In the moving drama The Outrun, Rona (Saiorse Ronan) has escaped a difficult childhood in the harsh isolation of the Orkney Islands to achieve a Master’s in biology and a laboratory job in London. Like many of her twenty-something peers, she likes to party, and she’s also self-medicating from painful childhood issues, and the alcohol is controlling her. The drunken Rona thinks she’s having fun, but her friends and the audience cringe. She’s a falling-down, blackout drunk, and she loses her job, her romantic partner and her personal safety.
Rona recognizes that she must leave London for any chance at successful recovery, and returns to her parents’ sheep farm in the Orkneys. Her parents, while loving, aren’t able to provide an optimal recovery environment. Her father (Stephen Dillane) suffered a bipolar breakdown when Rona was a little girl, and now lives in a trailer on the farm, often incapacitated by depression or mania. Her mother (Saskia Reeves ), who lives in the farm’s cottage, responded by plunging into religion and sees everything through that lens. On Orkney, Rona has support from others in recovery and is safe from the temptations of nightclubs (there aren’t any), but she’s reminded of the childhood pain that she was self-medicating for. She moves to an even more isolated island in the Orkneys and faces herself.
This is a clear-eyed, unsparing look at alcoholism and recovery, of which relapse is a common element.
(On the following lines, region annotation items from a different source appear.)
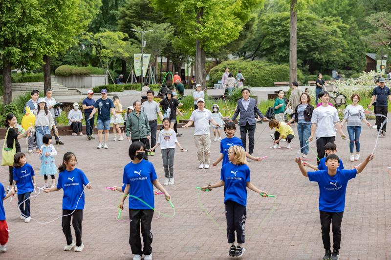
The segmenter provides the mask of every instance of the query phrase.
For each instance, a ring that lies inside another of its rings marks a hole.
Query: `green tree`
[[[0,57],[3,65],[4,104],[12,100],[11,70],[30,70],[42,64],[46,21],[36,0],[1,0]]]
[[[237,39],[248,14],[261,0],[152,0],[156,10],[174,23],[180,36],[174,40],[185,52],[195,53],[196,80],[205,86],[206,52],[217,52]],[[186,14],[186,15],[184,14]]]

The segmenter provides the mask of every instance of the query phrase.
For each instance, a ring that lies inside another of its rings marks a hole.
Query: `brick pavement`
[[[273,149],[266,124],[257,125],[255,155],[269,156],[262,162],[250,162],[251,181],[257,187],[277,196],[263,199],[249,190],[246,223],[246,252],[249,260],[320,259],[324,253],[318,210],[319,188],[302,176],[293,162],[299,141],[294,139],[292,149]],[[295,127],[294,130],[297,132]],[[154,259],[228,259],[222,188],[202,193],[196,186],[217,181],[221,164],[209,170],[198,169],[193,141],[194,128],[181,129],[178,138],[188,152],[176,150],[175,184],[166,186],[175,206],[173,218],[160,216],[152,222]],[[262,131],[263,131],[262,132]],[[345,128],[345,132],[347,131]],[[239,129],[237,135],[239,135]],[[260,134],[261,135],[260,135]],[[376,136],[363,127],[360,141],[362,157],[373,148]],[[110,139],[112,136],[110,135]],[[391,161],[382,154],[391,148],[389,136],[381,138],[376,156],[365,171],[349,181],[342,223],[341,259],[391,259],[391,175],[387,167]],[[106,186],[122,183],[124,166],[129,161],[129,143],[109,142],[108,150],[98,150],[97,140],[86,137],[63,137],[65,143],[59,147],[57,164],[68,151],[75,153],[78,167],[86,174],[92,185],[86,191],[83,216],[83,252],[63,251],[65,239],[60,219],[46,225],[34,220],[24,223],[19,219],[17,198],[4,201],[10,231],[6,253],[2,259],[131,259],[128,243],[129,225],[116,220],[120,193],[104,189]],[[22,151],[26,143],[21,142]],[[219,142],[212,141],[212,160],[219,152]],[[337,139],[338,154],[345,163],[348,141]],[[282,146],[284,144],[282,143]],[[315,145],[312,146],[315,149]],[[154,164],[161,182],[164,180],[161,157],[158,149],[150,160]],[[313,154],[310,157],[314,158]],[[312,160],[315,163],[315,160]],[[37,171],[38,156],[30,155],[30,162]],[[348,161],[346,168],[358,164]],[[0,167],[0,181],[6,184],[8,168]],[[38,184],[43,178],[37,176]],[[6,186],[6,185],[5,185]],[[41,221],[49,221],[62,214],[62,191],[41,194],[33,198],[31,212]],[[162,195],[155,196],[155,206],[164,213],[172,210]],[[126,217],[127,211],[123,216]],[[158,215],[155,212],[154,218]]]

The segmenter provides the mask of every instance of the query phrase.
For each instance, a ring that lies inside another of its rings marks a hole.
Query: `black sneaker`
[[[236,252],[236,246],[234,245],[231,245],[231,247],[229,248],[228,255],[229,255],[229,256],[231,257],[235,257],[235,252]]]
[[[240,257],[243,255],[245,250],[242,246],[237,246],[236,251],[235,251],[235,256],[237,257]]]
[[[322,259],[323,260],[329,260],[331,257],[331,251],[330,249],[326,249],[326,253],[325,254],[325,256]]]
[[[339,252],[338,250],[333,250],[333,253],[331,255],[331,260],[338,260],[339,259]]]

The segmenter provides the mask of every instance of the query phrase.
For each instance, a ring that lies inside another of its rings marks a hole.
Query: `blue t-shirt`
[[[114,107],[114,102],[110,99],[103,100],[99,99],[94,104],[94,107],[98,109],[98,119],[104,122],[110,120],[110,109]]]
[[[356,177],[357,170],[337,170],[337,174],[330,176],[327,171],[307,173],[311,181],[319,185],[319,210],[327,212],[342,212],[345,207],[345,195],[348,181]]]
[[[387,98],[389,95],[391,95],[391,93],[390,92],[390,89],[386,86],[383,88],[380,86],[373,88],[372,95],[376,96],[376,106],[388,106]]]
[[[62,188],[64,192],[63,209],[84,209],[84,192],[78,203],[77,200],[84,189],[84,185],[89,183],[89,181],[83,171],[77,168],[70,172],[66,170],[60,172],[57,181],[57,189]]]
[[[157,179],[153,165],[148,160],[142,160],[138,163],[131,161],[124,168],[122,183],[130,184],[129,195],[132,195],[145,201],[152,208],[155,207],[153,187],[152,182]],[[129,196],[129,208],[132,209],[151,209],[137,199]]]
[[[84,100],[83,100],[83,103],[82,104],[86,105],[87,106],[95,106],[95,100],[94,99],[88,99],[88,98],[86,98],[84,99]],[[87,108],[87,109],[84,109],[84,113],[91,113],[92,112],[93,108]]]
[[[24,194],[34,191],[33,176],[35,175],[31,165],[26,163],[22,167],[16,167],[12,170],[14,180],[18,186],[18,194]]]
[[[220,153],[223,154],[222,166],[229,162],[228,149],[231,146],[233,146],[234,145],[240,145],[243,147],[243,142],[242,142],[240,138],[238,138],[235,136],[232,138],[226,137],[220,141]],[[244,147],[243,147],[243,148]]]
[[[5,211],[3,205],[3,200],[5,198],[5,191],[4,186],[0,183],[0,220],[5,220]]]
[[[247,201],[247,183],[250,181],[248,166],[229,162],[221,168],[220,180],[225,183],[224,203],[232,200],[245,207]]]
[[[338,170],[343,170],[344,169],[345,169],[345,168],[344,168],[344,164],[342,163],[342,160],[340,159],[339,166],[338,166]],[[321,160],[319,161],[319,165],[318,165],[318,170],[327,170],[327,166],[326,166],[326,157],[324,157],[321,159]]]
Reeves and Dillane are excellent, and Ronan will certainly be Oscar-nominated for an ever authentic and stunningly vivid performance.
The Outrun was directed by Nora Fingscheidt and adapted from the memoir by Amy Liptrot. The entire movie is good, but the final 20 seconds are perfect.
The dramatic weather of the Orkneys, raging from bleak to impressively violent, is another character in The Outrun; as turbulent as is Rona’s life, the weather rages even more.
Thanks to Saiorse Ronan, The Outrun is raw, moving and satisfying.